Realmente, S. S.: ¿usted no se hace preguntas? Porque nosotros, doctor, los que exigimos justicia por Santiago Maldonado, sí las formulamos. Miles de preguntas. A las que su sentencia no responde. Y apenas puedo imaginar las preguntas estranguladas de dolor de la mamá de Santiago, de sus hermanos, de quienes lo conocieron y quisieron. Su sentencia tampoco las responde.
Si usted recibió un peritaje y veinticuatro horas después cerró el caso, intuyo que no lo consideraba necesario porque la suerte de esa investigación ya estaba sellada. Y a veces creo que la suerte de esa investigación estaba sellada desde el momento que se dispararon las balas y se apagó la cámara. Y que usted no supo, no pudo, no quiso investigar las preguntas incómodas. Esas que el poder le hizo saber que no podían ni debían ser contestadas. Esas preguntas que su sentencia pretendió cubrir con la verdad de Perogrullo de la muerte. Esas preguntas que motivaron su llamada a la mamá de Santiago y ese intento de explicar lo inexplicable. ¿Fue remordimiento acaso, doctor?
¿Usted cree en Dios? Yo sí, aun cuando tengo mis diferencias con el mismísimo. La muerte absurda y fuera de tiempo de Santiago es una de esas diferencias. Simplemente no puedo entender cómo Dios permite que pasen esas cosas. Pero tengo claro que el Dios también terrible en el que creo no acostumbra a dar explicaciones. Pero que al final de los tiempos, ante ese Dios terrible me va a tocar dar explicaciones sobre todo lo que hice y sobre todo lo que dejé de hacer. Cuando me llegue el momento sé que asumiré ante ese Dios que no fui ni todo lo buena que debería haber sido ni todo la mala que podría haber sido. Pero mi mejor defensa —deformación profesional de abogada—, será explicarle que jamás toleré la injusticia, que me rebelé contra ella cada vez que tuve oportunidad. Y cuando no la tuve también, como pude, como me salió. Y que sobre todas las cosas, jamás permanecí indiferente.
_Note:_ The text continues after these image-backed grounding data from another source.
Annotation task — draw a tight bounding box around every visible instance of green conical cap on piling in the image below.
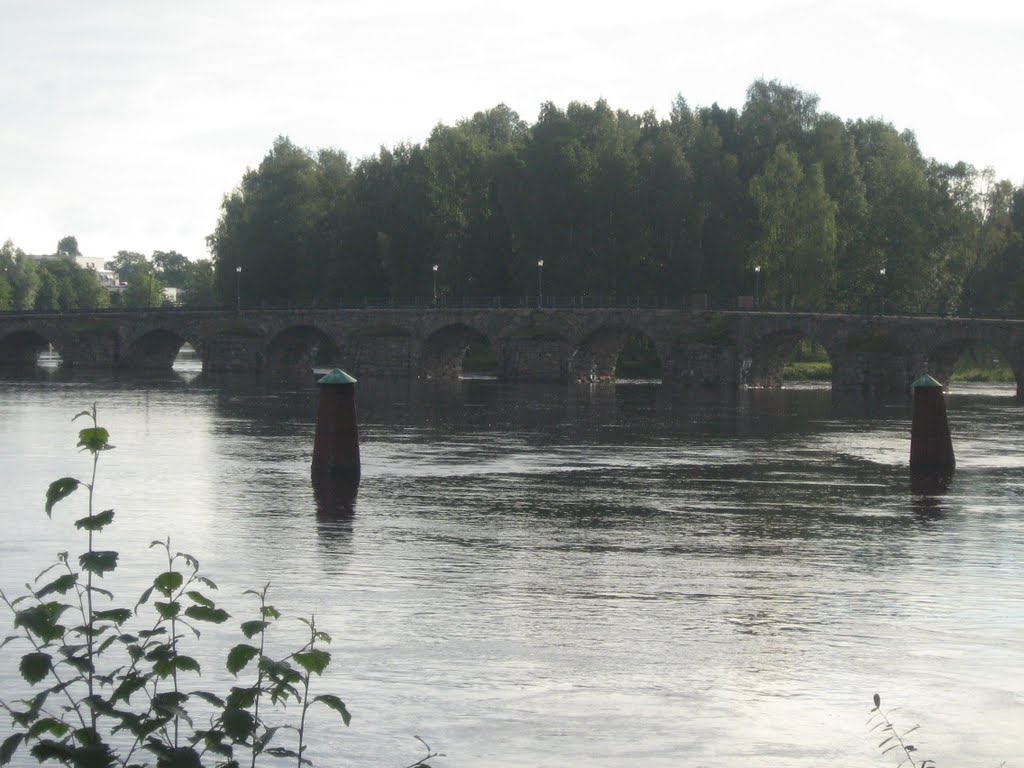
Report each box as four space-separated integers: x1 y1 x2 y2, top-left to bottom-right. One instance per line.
318 368 357 385
912 373 943 389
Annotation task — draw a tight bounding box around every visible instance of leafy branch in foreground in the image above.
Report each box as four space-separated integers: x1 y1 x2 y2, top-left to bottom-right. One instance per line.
1 404 441 768
868 693 934 768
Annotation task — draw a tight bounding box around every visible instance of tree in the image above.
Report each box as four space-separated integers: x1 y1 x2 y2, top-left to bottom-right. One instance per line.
31 258 109 310
750 145 837 310
57 235 80 257
0 257 13 309
0 240 24 309
106 251 151 286
739 79 820 178
208 136 324 306
121 271 166 307
9 251 41 309
850 120 945 314
152 250 191 287
182 259 217 307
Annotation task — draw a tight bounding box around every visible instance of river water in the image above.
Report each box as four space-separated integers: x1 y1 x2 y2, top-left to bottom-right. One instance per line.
1 363 1022 767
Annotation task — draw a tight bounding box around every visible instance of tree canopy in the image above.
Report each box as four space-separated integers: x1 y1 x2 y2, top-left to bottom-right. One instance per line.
206 82 1024 315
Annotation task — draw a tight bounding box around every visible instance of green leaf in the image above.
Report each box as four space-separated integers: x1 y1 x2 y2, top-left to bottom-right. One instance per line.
1 635 18 649
259 657 299 682
62 654 95 675
225 686 258 709
194 576 218 591
19 652 52 684
221 708 254 741
136 585 154 610
112 673 150 703
13 603 68 643
174 655 201 675
34 573 78 599
77 426 111 453
261 605 281 620
75 509 115 532
293 649 331 676
188 690 225 708
264 747 300 760
93 608 132 625
151 692 192 724
185 591 215 608
155 601 181 620
154 571 184 597
313 694 351 726
45 478 80 518
27 718 72 739
254 726 281 753
28 741 74 764
159 746 203 768
20 690 50 725
1 733 24 766
79 551 118 577
240 620 268 639
183 605 229 624
226 644 259 676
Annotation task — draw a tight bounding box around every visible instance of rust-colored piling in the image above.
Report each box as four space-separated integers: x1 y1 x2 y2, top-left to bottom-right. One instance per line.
311 368 360 481
910 373 954 492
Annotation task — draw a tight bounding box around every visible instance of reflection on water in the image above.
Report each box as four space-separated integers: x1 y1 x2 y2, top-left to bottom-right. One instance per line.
0 372 1022 768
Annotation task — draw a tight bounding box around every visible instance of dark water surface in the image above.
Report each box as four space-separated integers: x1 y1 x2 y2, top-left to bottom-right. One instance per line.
1 367 1022 767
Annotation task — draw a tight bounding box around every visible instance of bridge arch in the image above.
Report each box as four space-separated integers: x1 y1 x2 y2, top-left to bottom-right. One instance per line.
265 324 345 379
830 332 915 395
0 329 60 368
571 325 667 383
119 328 201 371
420 323 495 379
919 334 1021 393
742 328 835 389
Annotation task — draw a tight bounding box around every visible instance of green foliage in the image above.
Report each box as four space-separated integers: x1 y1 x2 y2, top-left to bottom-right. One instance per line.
0 406 444 768
121 271 167 308
23 255 110 312
203 81 1023 317
750 145 837 310
782 361 832 381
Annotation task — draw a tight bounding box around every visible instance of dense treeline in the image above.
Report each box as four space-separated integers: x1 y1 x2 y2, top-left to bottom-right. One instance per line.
0 239 109 311
208 80 1024 316
105 249 217 307
0 239 217 310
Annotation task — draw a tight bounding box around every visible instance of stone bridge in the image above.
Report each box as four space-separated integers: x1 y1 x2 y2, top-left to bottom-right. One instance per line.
1 308 1022 398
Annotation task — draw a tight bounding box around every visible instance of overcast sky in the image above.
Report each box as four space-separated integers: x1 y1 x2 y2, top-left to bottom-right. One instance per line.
1 0 1021 262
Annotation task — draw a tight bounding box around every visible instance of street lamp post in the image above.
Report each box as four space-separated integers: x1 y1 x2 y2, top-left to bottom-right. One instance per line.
879 267 886 315
537 259 544 308
754 265 761 309
432 264 438 305
235 266 242 312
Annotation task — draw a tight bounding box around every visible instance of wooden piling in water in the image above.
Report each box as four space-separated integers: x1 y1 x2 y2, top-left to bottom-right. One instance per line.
910 373 954 492
311 368 361 481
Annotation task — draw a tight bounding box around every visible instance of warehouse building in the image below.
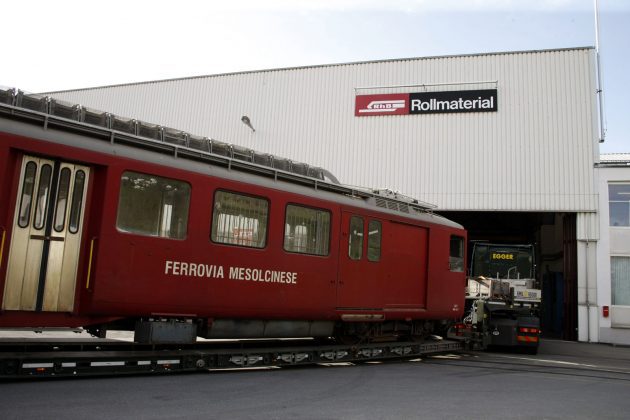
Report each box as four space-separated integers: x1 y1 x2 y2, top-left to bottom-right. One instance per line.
49 47 628 344
597 154 630 344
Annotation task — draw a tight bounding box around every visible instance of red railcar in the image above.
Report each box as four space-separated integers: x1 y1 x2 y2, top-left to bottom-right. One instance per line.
0 89 466 343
El día que le toque dar explicaciones, ¿sabrá qué decirle a ese, mi Dios terrible? Cuando lo enfrente a las caras de los padres de Santiago y del propio Santiago, ¿tendrá una respuesta para darles? Espero que sí, doctor, se lo digo con sinceridad. Y con dolor.
Porque en este mundo, en este universo de preguntas como cuchillas, aquí, ahora, solo hay dolor. Y necesito que sepa que a Santiago, a sus padres, a sus hermanos, a todos quienes lo quisieron en vida y a quienes lo quisimos cuando ya no estaba, su sentencia no les trae la reparación de la Justicia. Ni nos acerca a la Verdad. Esa que no filmaron después de las balas.
Necesito decirle, doctor, aunque tal vez ya lo sepa, que su sentencia no da respuesta alguna. Lo único que aporta es más dolor.